# Side Skirts (To stop wind)



## TheBoombas (Aug 23, 2006)

I need to make some side skirt to stop the wind comming from under the van once we have the awning up, to keep all those naughty draughts out.
The idea that came to ming so far is to:
Buy a large thick poly sheet, cutting it to shape (Above wheel arch and under door step etc. Then use some sort of pop stud kit (One part screwed into van and and the other part riveted onto the poly sheet, and then fix eyelets in the bottom of the sheet to peg it down.

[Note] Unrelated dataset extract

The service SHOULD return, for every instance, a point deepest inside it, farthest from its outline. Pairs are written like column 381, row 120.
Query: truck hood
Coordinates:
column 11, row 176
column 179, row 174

Does this sound feesable? if so were is best to get the bits? or does anyone have any other sugestions?

Boomba.
I have tried a small windbreak but withou too much sucssess.


----------



## bonnieboo (Apr 27, 2009)

Hi we bought a wind break from the shows that is made to go along the side of the van to stop the breeze going into the awning, it is about 18 inches high and has wooden posts that can be banged into the gound and it runs the length of the van.

They are at every show so you might find one on your next visit

Jakki


----------



## locovan (Oct 17, 2007)

I have a skirt that we dont use are you going to the Global?


----------



## Rayo (Jan 3, 2010)

I use the pop stud method to secure mine to the van, one stud every 18" should do it. It works well. I doubt if you could get a satisfactory fit of the studs to poly sheet though It would be better to use PVC type stuff, like the material they use for the mud skirts on an awning. If you make it tall enough, there's no need to peg the bottom down, just tuck it under the edge of your groundsheet/carpet.

The problems with the pole fitting ones are: 

1. Hard work, if not impossible, getting the poles in the ground if you are pitched on hard standing.

2. The danger of bashing the side of your van with the hammer when knocking them in!


----------



## Waggie (Feb 10, 2010)

Fiamma sell it, you can buy it on Flea Bay, I believe John Cross stock it too 
The kit comes with Press Studs ect.


----------



## teemyob (Nov 22, 2005)

*skirt*

GH Awnings (the awning company) will make you one bespoke.

TM


----------



## Bowler1975 (Jun 24, 2009)

Hi,

In the dark old days when we used to have a caravan we used to have an extra awning rail fitted at low level to allow a skirt to be fed in and stop the wind blowing under the van and into the awning.

It was a very simple solution and don't see why it could not be applied to a motorvan and only takes seconds to feed the skirt into the awning rail.

I would guess all the parts would be readily available and the you should be able to get the rail colour coded or to blend into the side of the van without too much difficulty.

Just a thought.

Colin


----------



## mandyandandy (Oct 1, 2006)

This is made for the job, but not a kit, you will need the studs with it.

http://tinyurl.com/draught-skirt

Mandy


----------



## Sharnor (Jul 24, 2006)

Try this website

http://www.windbreakleisure.co.uk/


----------



## BEEGEE (Aug 8, 2007)

I wouldn't use press studs, instead you can get rubber suckers with a nut on the back, ideal


----------



## zappy61 (May 1, 2005)

*side skirts*

Thanks for the idea beegee. Went to the local camping shop and got some 30" skirt for £6.50 a metre (they also do it in 20" £5.50 a Metre). Then to Wilko and got 12 suckers for £1.80 they have small hooks on but I took the hooks out and put the sucker head through the peg holes and replaced the hook, perfect fit! I did hve to cut a couple of extra holes. Then cut the the skirt to shape around the door. The runner strip is on the floor which I will pin down with a couple of pegs. I did reinforce the runner strip with a couple of runs on the sewing machine. All in all a good result.

Regards,

Graham


----------



## TheBoombas (Aug 23, 2006)

This sounds the way to go then.

Do the suckers work? I know I brought a couple before to hand a bin bag on and had poor results.
I've had a look on flebay and found a site that sells awning material for around the same price per metre but in 160cm width in a variety of colours, and also for just a few quid you can get a eyelet kit.
and as mentioned in this thread, rather than peg the bottom down just folding it under the awning map will be better.

This seems like a project just waiting to happen!!

Boomba


----------



## zappy61 (May 1, 2005)

TheBoombas said:


> This sounds the way to go then.
> 
> Do the suckers work? I know I brought a couple before to hand a bin bag on and had poor results.
> I've had a look on flebay and found a site that sells awning material for around the same price per metre but in 160cm width in a variety of colours, and also for just a few quid you can get a eyelet kit.
> ...


 I tested it yesterday on the drive and they were ok for a couple of hours in a moderate breeze so I think they will be ok. I suppose I could have used the suction pads used for the silver internal screens from CAK but for £1.80 it s worth trying. Don't think you need an eyelet kit as the material dosen't tear.

Graham


----------